Malcolm, 2013.
Ransome Stanley
Artist Biography
Born in 1953 in London, UK. Lives and works in Munich, Germany
Born in London to a Nigerian father and a German mother, Ransome Stanley currently resides in Munich. Drawing from colonial clichés presented in Western culture and idioms of 19th century bourgeois society, Stanley problematises the images of exoticism globally disseminated across the media.
With his panels, Ransome Stanley makes an original contribution to the art historical debate on the “picture within the picture.” The observer is uncertain which spatial plane is being depicted: Are we peering at the little boy with the collar around his neck through an opening in the wall? Is the entire entity a picture hanging on the wall, or are we looking at the reflection of a real person looking into a mirror? As soon as the artist opens up a three dimensional space we can apparently enter, we are thrown back into the two-dimensional plane of the picture. Likewise with the drawing, it is impossible to know whether it is on the painted wall; that is, at the centre of a space represented within the picture or whether it is simply an artist’s drawing on a canvas.

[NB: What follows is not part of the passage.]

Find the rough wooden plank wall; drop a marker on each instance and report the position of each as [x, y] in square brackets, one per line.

It is not easy to pinpoint Stanley’s style. His graphic-linearity has its roots in early 20th century natural history books, while his equal virtuosity with airy gestural sweeps is reminiscent of the classic Modern. At the same time, he creates planar pictorial spaces whose stark narrative painting style he then disrupts by contrasting it with something two-dimensional.

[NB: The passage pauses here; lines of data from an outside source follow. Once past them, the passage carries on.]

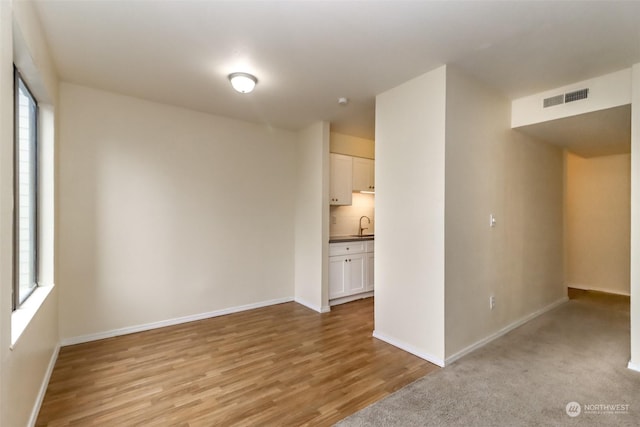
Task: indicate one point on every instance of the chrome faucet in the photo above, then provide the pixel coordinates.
(361, 227)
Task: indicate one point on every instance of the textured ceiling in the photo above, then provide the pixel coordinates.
(306, 54)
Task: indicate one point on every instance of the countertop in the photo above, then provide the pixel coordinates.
(342, 239)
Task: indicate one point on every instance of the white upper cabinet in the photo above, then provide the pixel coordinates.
(363, 174)
(340, 179)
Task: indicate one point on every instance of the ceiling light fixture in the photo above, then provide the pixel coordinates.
(243, 82)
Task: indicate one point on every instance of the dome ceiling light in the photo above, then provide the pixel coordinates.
(243, 82)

For his collages, Stanley uses pictures from our collective cultural history. But in contrast to many other artists, he seeks iconographic references not just in all too well-known media images from film and advertising, but rather also in his own African roots. In his pieces, western images of Africa and certain colonially-shaped clichés of the exotic are cheekily presented and merged to form new image creations. Stanley, who has currently made his home in Munich, was born in 1953 in London, the son of a Nigerian journalist father and a German mother. From 1975 to 1979, he studied at the Merz Academy in Stuttgart and soon became “master student” under Professor Merz. He has participated in numerous exhibitions, most recently in Brussels as part of the large exhibition project, Black Paris – Black Brussels.